Due to my recent photographic inactivity, I've missed out on a number of seasonal highlights and I can't help feeling a little disappointed that this year I haven't visited the Gannet colony at Bempton Cliffs on the North East Yorkshire coast.
This site is without doubt one of the best places on earth to see these spectacular Sea Birds at close quarters...
A visit in late may or early June is recommended because the birds are very active in courtship and nest building activities, not to mention some amazing aerial displays...
Once a very rare spot, the Little Ringed Plover has become something of a success story in recent years. Although still almost exclusively confined to the reservoirs and gravel pits of England and a few small areas of Wales, UK breeding numbers are now around the 1000 pair mark.
These beautiful little Waders arrive on our shores in March and have usually bred and migrated by early July.
A couple of posts back I shared some shots of Rabbits taken at a picnic area close to the River Goyt in Stockport.
You may recall I mentioned a wild flower meadow which is the usual place to spot these creatures in this particular area and this reminded me of a shot I took a few years ago of a Bunny hiding amongst the wild flowers.
I've always been quite fond of this picture because it proved very tricky to get somewhere near the effect I was after and I must have shot 50 frames to achieve it!
I was trying to focus on the Rabbits eye which was easier said than done because I was shooting through tall grass and flora.
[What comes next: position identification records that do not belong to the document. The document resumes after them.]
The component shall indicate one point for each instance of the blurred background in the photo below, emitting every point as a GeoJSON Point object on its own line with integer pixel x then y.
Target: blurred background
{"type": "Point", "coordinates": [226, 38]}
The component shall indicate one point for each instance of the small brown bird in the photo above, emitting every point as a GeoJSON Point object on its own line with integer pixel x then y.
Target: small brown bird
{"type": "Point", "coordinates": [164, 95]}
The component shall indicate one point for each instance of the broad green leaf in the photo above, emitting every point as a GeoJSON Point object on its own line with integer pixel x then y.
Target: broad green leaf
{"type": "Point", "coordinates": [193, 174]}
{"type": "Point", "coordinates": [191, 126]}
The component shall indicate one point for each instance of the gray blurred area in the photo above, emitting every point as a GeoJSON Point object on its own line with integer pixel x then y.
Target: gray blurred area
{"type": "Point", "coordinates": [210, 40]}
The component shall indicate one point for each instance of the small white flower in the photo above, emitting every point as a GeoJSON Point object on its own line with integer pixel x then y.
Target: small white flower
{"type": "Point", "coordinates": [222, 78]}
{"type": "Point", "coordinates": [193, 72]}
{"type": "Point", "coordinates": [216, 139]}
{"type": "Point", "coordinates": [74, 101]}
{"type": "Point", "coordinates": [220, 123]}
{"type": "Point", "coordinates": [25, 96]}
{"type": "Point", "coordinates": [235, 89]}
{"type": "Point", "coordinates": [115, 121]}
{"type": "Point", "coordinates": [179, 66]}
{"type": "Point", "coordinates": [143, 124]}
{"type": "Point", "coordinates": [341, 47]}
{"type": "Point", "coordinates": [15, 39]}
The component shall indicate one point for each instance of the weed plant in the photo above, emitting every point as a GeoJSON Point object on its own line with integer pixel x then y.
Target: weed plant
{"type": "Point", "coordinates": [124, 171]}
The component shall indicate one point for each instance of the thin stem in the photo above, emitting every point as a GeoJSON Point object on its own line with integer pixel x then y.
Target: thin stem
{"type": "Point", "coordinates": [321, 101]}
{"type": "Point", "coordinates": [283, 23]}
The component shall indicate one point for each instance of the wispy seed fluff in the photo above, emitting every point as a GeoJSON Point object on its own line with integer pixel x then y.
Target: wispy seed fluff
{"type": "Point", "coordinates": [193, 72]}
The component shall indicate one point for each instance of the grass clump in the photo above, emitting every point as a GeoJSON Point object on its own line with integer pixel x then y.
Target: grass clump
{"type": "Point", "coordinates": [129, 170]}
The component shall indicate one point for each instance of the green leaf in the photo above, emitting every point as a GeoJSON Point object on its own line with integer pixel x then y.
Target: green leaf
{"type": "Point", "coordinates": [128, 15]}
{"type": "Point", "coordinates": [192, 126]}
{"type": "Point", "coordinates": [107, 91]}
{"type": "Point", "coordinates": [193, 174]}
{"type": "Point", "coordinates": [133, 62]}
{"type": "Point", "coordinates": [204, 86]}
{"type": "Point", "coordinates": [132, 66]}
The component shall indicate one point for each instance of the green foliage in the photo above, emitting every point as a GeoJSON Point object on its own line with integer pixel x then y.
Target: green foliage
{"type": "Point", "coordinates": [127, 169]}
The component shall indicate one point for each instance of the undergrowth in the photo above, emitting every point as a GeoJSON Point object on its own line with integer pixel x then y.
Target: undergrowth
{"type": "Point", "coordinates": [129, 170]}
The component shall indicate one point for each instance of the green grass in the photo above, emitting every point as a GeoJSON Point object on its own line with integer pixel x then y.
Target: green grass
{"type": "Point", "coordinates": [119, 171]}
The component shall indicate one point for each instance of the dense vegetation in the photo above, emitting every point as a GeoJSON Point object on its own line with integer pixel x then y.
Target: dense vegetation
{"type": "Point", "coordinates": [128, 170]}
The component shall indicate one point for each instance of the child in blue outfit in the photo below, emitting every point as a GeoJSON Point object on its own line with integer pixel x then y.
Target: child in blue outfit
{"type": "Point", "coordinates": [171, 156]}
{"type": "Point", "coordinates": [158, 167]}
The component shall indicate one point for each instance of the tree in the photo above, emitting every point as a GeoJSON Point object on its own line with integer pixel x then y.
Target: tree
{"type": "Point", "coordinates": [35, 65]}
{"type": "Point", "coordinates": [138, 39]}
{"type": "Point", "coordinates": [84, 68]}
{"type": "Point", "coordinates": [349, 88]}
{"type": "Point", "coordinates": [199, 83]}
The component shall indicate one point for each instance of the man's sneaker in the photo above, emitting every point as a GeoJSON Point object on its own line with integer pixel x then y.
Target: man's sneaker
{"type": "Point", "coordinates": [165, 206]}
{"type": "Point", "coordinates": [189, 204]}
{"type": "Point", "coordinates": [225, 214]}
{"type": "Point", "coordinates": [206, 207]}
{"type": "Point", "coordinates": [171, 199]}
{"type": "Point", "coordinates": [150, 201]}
Everytime I thought I had the focus right, the auto-focus would decided otherwise and it became a very frustrating business!
In the end I switched to manual focus and got this shot...
Ok, it's not by any means the greatest photograph in the world, but I like the colours and everytime I see it, it reminds me of the troubles I had getting it!
Wildlife is always all around us, but so wary is it of human beings it can quite easily go unnoticed.
There is an old saying about siting still and quiet in some wild place and within 15 minutes everything will return to normal...That is nature will carry on with it's business.
A good case in point occurred on my travels this morning...
I took a walk to a spot along the River Goyt close to my home which is usually a good vantage point for species such as Kingfisher, Dipper and Grey Wagtail to name just a few.
To gain access to this spot, I have to walk by meadows full of tall wild flower and grasses before passing through a mowed picnic area by the rivers edge.
The tall meadows play host to a variety of species and are a favourite feeding place for Rabbits because of the excellent cover it provides against predators such as Foxes and Buzzards which are plentiful in this area.
I arrived at the riverbank at around 8am after spending two hours trying to motivate myself to actually get out with the camera!
After spending 20 or so fruitless minutes scanning the river for the before mentioned target species I decided to try my luck elsewhere and headed back towards the picnic area which I had walked through before.
To my surprise the place had come to life and a dozen or so Rabbits were spread around busily feeding on the plentiful Clover flowers that were thriving on this patch of maintained land.
The Clover certainly was proving irresistible to the Bunnies, because these usually most timid of creatures were so intensely eating that they didn't seem to mind my presence and even allowed me to get within a few feet of them on open ground!